How to Build DAG : Apache Airflow Tutorial part II

A Comprehensive Guide to Running Workflows in Docker and Building Directed Acyclic Graphs

In our previous article, we explored the fundamentals of Airflow and how to run it using Docker. We discussed the various components of Airflow and the benefits of using Airflow for workflow management. You can check it out here. In this article, we will take a deeper dive into one of the core features of Airflow — Directed Acyclic Graphs (DAGs). DAGs are a powerful tool for defining, scheduling, and monitoring workflows in Airflow. However, writing effective DAGs can be a daunting task for beginners. That’s why we’ve put together this guide to help you get started with creating and managing DAGs in Airflow. Whether you’re a seasoned Airflow user or just getting started, this article will provide you with practical tips and best practices for writing effective DAGs in Airflow.

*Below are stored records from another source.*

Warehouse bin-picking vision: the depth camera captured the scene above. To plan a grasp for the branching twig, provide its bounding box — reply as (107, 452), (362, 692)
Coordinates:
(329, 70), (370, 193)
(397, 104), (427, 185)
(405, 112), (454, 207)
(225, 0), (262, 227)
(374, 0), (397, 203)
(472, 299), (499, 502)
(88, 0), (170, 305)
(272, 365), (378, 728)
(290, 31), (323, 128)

Understanding the DAG Code

In this section, we will focus on the code required to create a DAG in Airflow. We will cover the basics of importing libraries and defining the DAG, as well as how to set up dependencies, schedule tasks, and define operators. Understanding this code is essential to building effective DAGs in Airflow, and we will provide practical examples and best practices to help you get started. Whether you’re a seasoned Airflow user or just starting out, this section will provide you with a solid foundation for creating DAGs in Airflow.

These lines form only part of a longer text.